Le fair use protège-t-il automatiquement les entreprises d’IA ?

Non. C’est précisément le cœur de l’incertitude américaine. Le fair use n’est pas une licence obtenue à l’avance ni un bouton juridique sur lequel une entreprise peut appuyer. Il s’agit d’une défense invoquée devant un juge lorsque survient un litige.

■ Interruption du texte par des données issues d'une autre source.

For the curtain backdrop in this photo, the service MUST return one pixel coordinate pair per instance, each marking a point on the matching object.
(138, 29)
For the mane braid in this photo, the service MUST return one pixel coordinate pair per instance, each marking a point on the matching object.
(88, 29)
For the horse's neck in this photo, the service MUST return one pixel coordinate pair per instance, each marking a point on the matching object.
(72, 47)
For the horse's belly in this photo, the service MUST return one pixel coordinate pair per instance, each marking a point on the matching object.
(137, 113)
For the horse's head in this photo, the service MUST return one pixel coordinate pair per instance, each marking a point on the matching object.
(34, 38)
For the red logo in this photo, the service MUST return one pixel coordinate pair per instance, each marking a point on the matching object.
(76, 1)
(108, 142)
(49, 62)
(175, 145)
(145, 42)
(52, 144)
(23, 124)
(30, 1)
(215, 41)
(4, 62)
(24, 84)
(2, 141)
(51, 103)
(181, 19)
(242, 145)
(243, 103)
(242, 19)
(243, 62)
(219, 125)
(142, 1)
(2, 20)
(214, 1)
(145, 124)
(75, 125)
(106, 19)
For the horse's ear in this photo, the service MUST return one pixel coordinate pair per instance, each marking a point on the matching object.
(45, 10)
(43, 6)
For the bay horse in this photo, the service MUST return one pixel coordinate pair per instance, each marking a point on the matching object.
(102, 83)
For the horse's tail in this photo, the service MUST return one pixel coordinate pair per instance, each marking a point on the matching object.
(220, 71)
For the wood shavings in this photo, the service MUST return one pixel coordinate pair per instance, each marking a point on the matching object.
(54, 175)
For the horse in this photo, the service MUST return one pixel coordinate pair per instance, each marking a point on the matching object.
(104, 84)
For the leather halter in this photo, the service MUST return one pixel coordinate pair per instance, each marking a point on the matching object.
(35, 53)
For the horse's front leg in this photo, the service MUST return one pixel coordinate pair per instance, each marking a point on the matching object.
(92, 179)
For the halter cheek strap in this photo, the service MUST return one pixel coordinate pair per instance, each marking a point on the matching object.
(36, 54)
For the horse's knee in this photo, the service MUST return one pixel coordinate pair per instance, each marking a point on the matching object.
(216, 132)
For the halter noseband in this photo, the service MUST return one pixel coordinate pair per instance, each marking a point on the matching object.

Les sociétés technologiques estiment qu’une interprétation large de cette doctrine est indispensable pour préserver la compétitivité des États-Unis dans la course mondiale à l’IA. OpenAI et Google ont ainsi défendu une approche qui préserve la capacité des modèles à apprendre à partir de contenus protégés, au nom de l’innovation et de la stratégie américaine en matière d’intelligence artificielle.

Leur argument est aussi pratique. Obtenir l’autorisation de chaque auteur, photographe, journaliste, studio, maison d’édition ou développeur représenté dans des corpus de plusieurs milliards de documents paraît extrêmement complexe. Les ayants droit répliquent qu’une difficulté logistique ne justifie pas l’effacement d’un droit économique. Ils soulignent aussi que les entreprises d’IA ont les moyens techniques et financiers de négocier des licences, de documenter leurs sources et de respecter les refus exprimés par les créateurs.

Les tribunaux américains devront donc déterminer si les usages en cause sont suffisamment transformateurs, et surtout s’ils nuisent à des marchés existants ou émergents. L’apparition d’outils capables de générer textes, illustrations, voix ou musiques à faible coût rend ce dernier critère particulièrement décisif.

Meta, les auteurs et la bataille des jeux de données

Les contentieux se multiplient parce que la question n’est plus théorique. Meta fait notamment face à des poursuites intentées par des auteurs qui contestent l’utilisation de livres pour l’entraînement de ses modèles de la famille Llama. Ces affaires posent des questions très concrètes : d’où viennent les œuvres utilisées, l’entreprise disposait-elle d’une autorisation, les copies ont-elles été obtenues légalement, et les modèles peuvent-ils affecter le marché des livres ou des auteurs concernés ?

Meta, comme d’autres acteurs du secteur, invoque une utilisation transformatrice et le fair use. Les plaignants soutiennent au contraire que la reproduction à grande échelle de leurs livres est une atteinte à leurs droits. À la date du 14 mai 2025, ces débats judiciaires ne permettent pas encore d’énoncer une règle générale applicable à tous les modèles.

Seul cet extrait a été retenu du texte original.